According to the Ministry of Health and Long-Term Care, there will be a province-wide registry of mental health beds to connect those experiencing a mental health crisis with the closest available bed.

“We have all been touched by mental health and addiction challenges — whether through a friend, a co-worker, a family member or our own experience,” said Dr. Eric Hoskins, Minister of Health and Long-Term Care.

“By continuing to invest in community services, we’re helping to connect people with the support they need closer to home through settings that are more culturally appropriate and personal. These investments will improve the lives of people experiencing mental illness and addictions challenges — and the families that help care for them.”

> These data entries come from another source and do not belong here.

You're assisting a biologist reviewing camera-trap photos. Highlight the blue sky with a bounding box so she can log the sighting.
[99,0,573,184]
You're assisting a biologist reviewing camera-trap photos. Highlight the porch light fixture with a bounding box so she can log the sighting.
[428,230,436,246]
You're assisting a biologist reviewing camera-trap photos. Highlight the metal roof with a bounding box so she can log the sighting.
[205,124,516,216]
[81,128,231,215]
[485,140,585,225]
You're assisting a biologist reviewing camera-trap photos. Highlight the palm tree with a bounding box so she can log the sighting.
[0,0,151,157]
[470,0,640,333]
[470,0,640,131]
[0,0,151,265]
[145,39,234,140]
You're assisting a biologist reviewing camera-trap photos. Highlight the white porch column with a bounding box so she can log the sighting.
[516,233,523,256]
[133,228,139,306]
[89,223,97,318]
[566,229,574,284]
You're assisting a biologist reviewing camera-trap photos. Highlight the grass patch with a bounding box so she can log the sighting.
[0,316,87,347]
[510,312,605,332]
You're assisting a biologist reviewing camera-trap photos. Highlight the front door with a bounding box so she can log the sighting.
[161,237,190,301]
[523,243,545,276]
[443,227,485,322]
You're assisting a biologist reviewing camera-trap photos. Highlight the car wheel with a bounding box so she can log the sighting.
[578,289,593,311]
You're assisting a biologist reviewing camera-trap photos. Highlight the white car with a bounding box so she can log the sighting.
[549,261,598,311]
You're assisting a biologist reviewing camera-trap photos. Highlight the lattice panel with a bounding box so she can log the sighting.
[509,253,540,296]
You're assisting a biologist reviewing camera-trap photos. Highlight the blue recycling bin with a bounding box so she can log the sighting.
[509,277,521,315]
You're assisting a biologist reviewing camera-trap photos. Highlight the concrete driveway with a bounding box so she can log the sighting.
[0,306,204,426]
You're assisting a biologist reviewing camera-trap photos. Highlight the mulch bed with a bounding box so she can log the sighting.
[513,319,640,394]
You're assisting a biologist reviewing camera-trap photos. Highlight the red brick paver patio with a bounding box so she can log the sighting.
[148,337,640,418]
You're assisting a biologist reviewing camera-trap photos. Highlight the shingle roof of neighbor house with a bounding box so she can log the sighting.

The supported services, as a result of the investment, will include:

• Increased access to services, such as supportive housing, short-term crisis support beds, peer support groups and treatment programs;

• Shorter wait times for care through the new registry of inpatient mental health beds. It will also provide doctors, first responders and emergency departments with up-to-date information about available inpatient beds across the province;

• Improved transitions between care teams so people do not have to tell their story multiple times;

• More early intervention initiatives to reduce repeat visits to emergency departments, such as expanding the number of early psychosis intervention teams to help people early on after onset of psychosis.

The next phase of Ontario’s Mental Health and Addictions Strategy includes spending $138 million over three years for community agencies to support improvements to mental health and addictions services, through Local Health Integration Networks (LHINs).

According to the Ministry of Health, each of the 14 LHINs is investing an additional $2 million for 2014-15 in community-based mental health and addictions services.

By 2017, it is expected the Province will have increased annual funding for mental health and addictions by a total of $172 million since it launched its Mental Health and Addictions Strategy in 2011.